Database Migrations In A Pluggable Module System Using A Graph Algorithm

By Sudheer S

February 3, 2021

In this blog post, I will explain how I implemented a graph algorithm to solve the database migration problem in an application pluggable module system.

Prerequisites:

Working knowledge of Python
Working knowledge of Graph Theory. Familiar with the terms: Edge, vertex, path, sink, source, digraph, path graph, etc.

Gavika Web Framework has a pluggable module system. The modules can be developed independently. They can be installed, upgraded and removed from the main application. Gavika Web Framework is written using Python, Flask, SQLAlchemy and a bunch of other related technologies and libraries.

The main application uses Alembic to manage database migrations.

Each module has its own database schema that resides alongside of the main application’s database schema. Typically, modules have their own tables. As a module evolves it has needs to add or remove tables or columns. There is a migration system in place to handle such database schema changes on a module level. The framework uses more or less the same file system structure and conventions as Alembic.

migrations/
├── __init__.py
└── versions
    ├── 1_.py
    ├── 2_.py
    ├── 3_.py
    └── __init__.py

This is the directory structure inside a module. The files 1_.py, 2_.py and 3_.py contain the actual migrations.

Contents of 1_.py:

revision = "1"
down_revision = None

def upgrade():
  ...

Contents of 2_.py

revision = "2"
down_revision = "1"
def upgrade():
  ...

Every revision file contains revision and down_revision at minimum. The revision file 2_.py indicates that the revision is “2” and it comes after “1”. Notice that the revision is a string. The number is used in the string for convenience. The revision could be something like aasdeeeedd or some kind of UUID or hash that do not follow a sequence. A sequence of numbers is not suitable for software that uses different branches. For the purpose of brevity, we demonstrate a simple use case. Therefore, the revisions are 1, 2 and 3. In addition to the revision information, the revision file contains the upgrade method. This method contains the actual code to modify the schema. Typically, they are calls to op.create_table, op.alter_table, etc.

Implementation Of The Migration Algorithm

Networkx library is used to implement the graph algorithm.

Scan the versions directory for revision files. Create a digraph using nx.DiGraph() method.
Use importlib.machinery.SourceFileLoader to load the Python source code of the revision file.
From the loaded source file, read down_revision. Use down_revision and revision to form an edge in the graph.
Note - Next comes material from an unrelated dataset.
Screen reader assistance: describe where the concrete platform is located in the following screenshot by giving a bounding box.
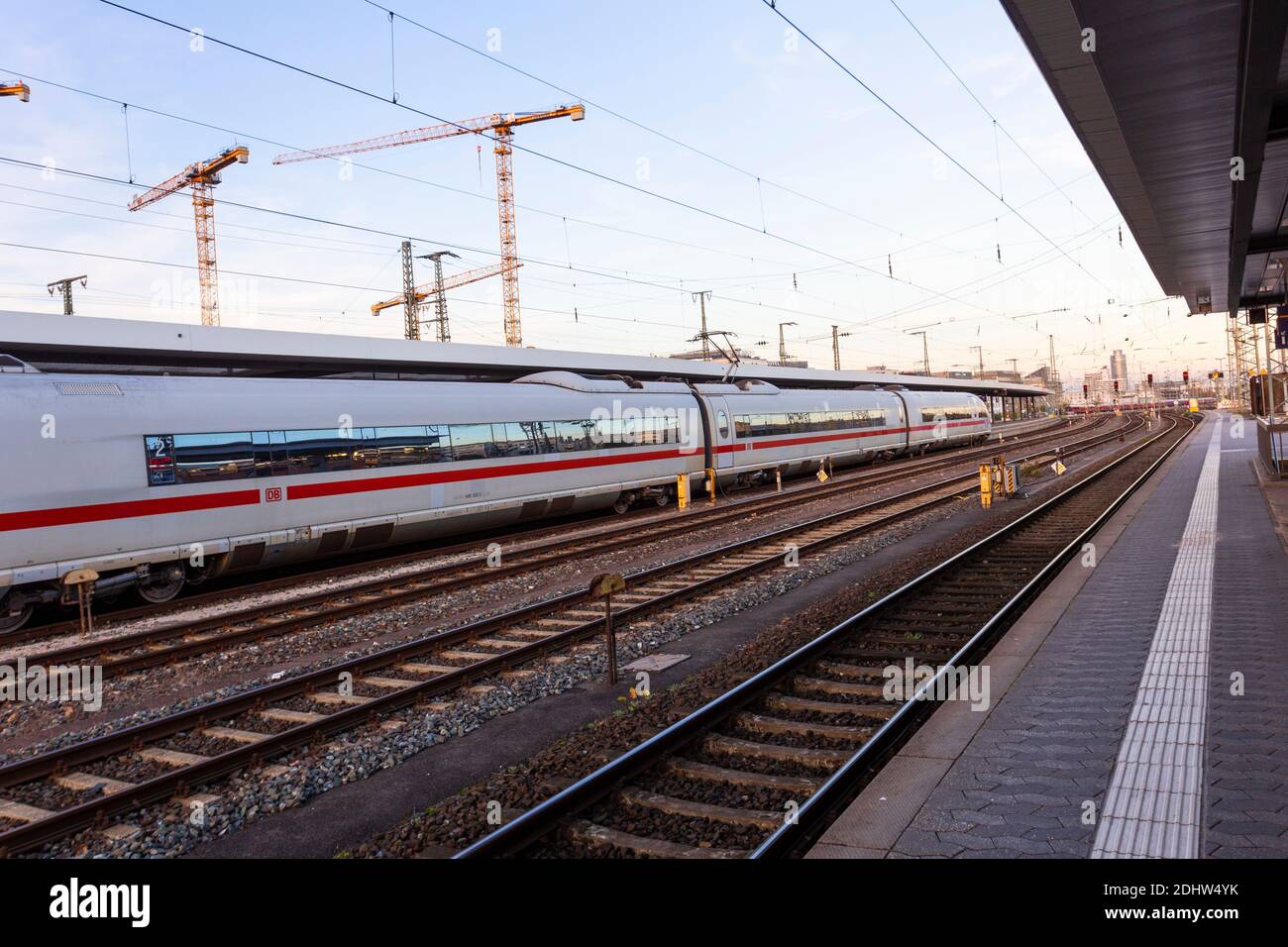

Add the edge to the edges list.
Add the edges to the graph.
Find the sink of the graph.
Find the shortest path from last revision mark to sink.
Iterate the path and call the upgrade method

    module_revisions_path = (
            f"{{module_name}/migrations/versions/"
        )
        if os.path.exists(module_revisions_path):
            G = nx.DiGraph()
            edges = []
            revision_modules = {}
            for revision_file in os.listdir(module_revisions_path):
                if revision_file in ["__init__.py", "__pycache__"]:
                    continue
                loader = importlib.machinery.SourceFileLoader(
                    "revision",
                    f"{module_name}/migrations/versions/{revision_file}",
                )
                python_module = types.ModuleType(loader.name)
                loader.exec_module(python_module)
                down_revision = python_module.down_revision
                if down_revision is None:
                    down_revision = "START"
                edges.append((down_revision, python_module.revision))
                revision_modules[python_module.revision] = python_module
            G.add_edges_from(edges)
            sink = list(topological_sort(G))[-1:][0]
            if not module.last_revision:
                last_revision = "START"
            else:
                last_revision = module.last_revision
            revision_path = shortest_path(G, last_revision, sink)
            revision_path = revision_path[
                1:
            ]  # The first node is current/source node, omit it
            for revision_path_item in revision_path:
                revision_python_module = revision_modules[revision_path_item]
                revision_python_module.upgrade()
                module.last_revision = revision_python_module.revision
        db.session.commit()

Further optimization

Mathematically, the revisions can be thought of as a directed path graph. The shortest path from source to sink becomes obvious in the directed path graph. There is only one way to traverse the path. There is no need to compute shortest path. All we need is a path. The closest solution I found in NetworkX was the shortest_path method. I do not know whether there is a better alternative to compute the path of the path graph in NetworkX or otherwise. That is an open question I would like to pursue at some point in the future.